President Donald Trump’s recent decision to illegalize retail of flavored vaping products has created an uproar amongst Americans. In response to the increase of deaths relating to a rare lung disease, which health professionals remain unable to explain, Trump declared “we can’t have our youth be so affected.”
Vaping has become a widespread phenomenon in the United States, initially acting as an aide for adults attempting to quit smoking cigarettes. However, as the production of e-cigarettes has increased, so has their consumption; with new brands and flavors retailing at convenience stores, vaping has become a trend that many, including adolescents, have taken a liking to.
Popular e-cigarette company, Juul, has been the main target in this political action. Often referred to as the ‘iPhone’ of e-cigarettes, their sleek devices prove easy to hide and use — users simply purchase the ‘Juul’ and the ‘Juul Pods’ containing nicotine, which are available in flavors such as Mango, Mint, Menthol and Classic Tobacco.
Handling backlash from the Food and Drug Administration (FDA) last year, Juul has already stopped selling their popular flavored pods (such as Cucumber, Mango and Creme) in retail outlets.
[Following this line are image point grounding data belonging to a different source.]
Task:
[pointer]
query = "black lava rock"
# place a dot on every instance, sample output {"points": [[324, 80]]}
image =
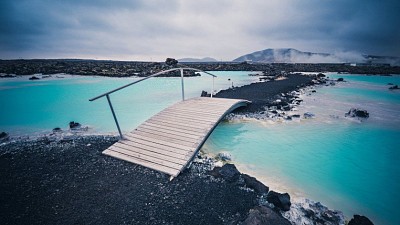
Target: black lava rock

Though this move has simply allowed other companies to profit off of their own variations of flavored vaping products.
Juul has regarded that, “It has been eager for a government crackdown on those products to level the playing field, as well as to curb youth vaping,” according to an article featured in The Washington Post. Considering this, Juul plans to comply with the FDA in whatever this newly proposed regulation requires, as they support “the need for aggressive category-wide action on flavored products.”
While this issue screams of importance and the need for health professionals to identify what exactly is causing this rare form of lung disease, it leaves room for curiosity regarding the motives of the Trump administration. With around 11,000 deaths each year in the United States resulting from mass shootings, according to Insider, and no gun reform; what encouraged such an urgent response to the seven deaths that have supposedly resulted from vaping?
It’s known that Trump has received massive funding from cigarette manufacturers throughout the duration of his presidency. In fact, “America’s largest cigarette manufacturers, Reynolds American and Altria Group, donated $1.5m to help the new president celebrate his inauguration,” according to The Guardian.
With an entirely new population of Americans addicted to nicotine, that prior to widespread vaping would not have been, it seems convenient that the Trump administration would take a stance on this issue in particular. People that rely on vaping will have to adjust their habits in suit of this regulation, and for some that adjustment will mean turning to cigarettes.
This regulation is one for the books because it’s something that’s been deemed important, and rightfully so, but it’s also a publicity statement that reaches Trumps targeted voters perfectly. Nicotine addictions are no joke, and his aim to ‘protect’ American children is one that will stick in voters’ minds when next November comes around.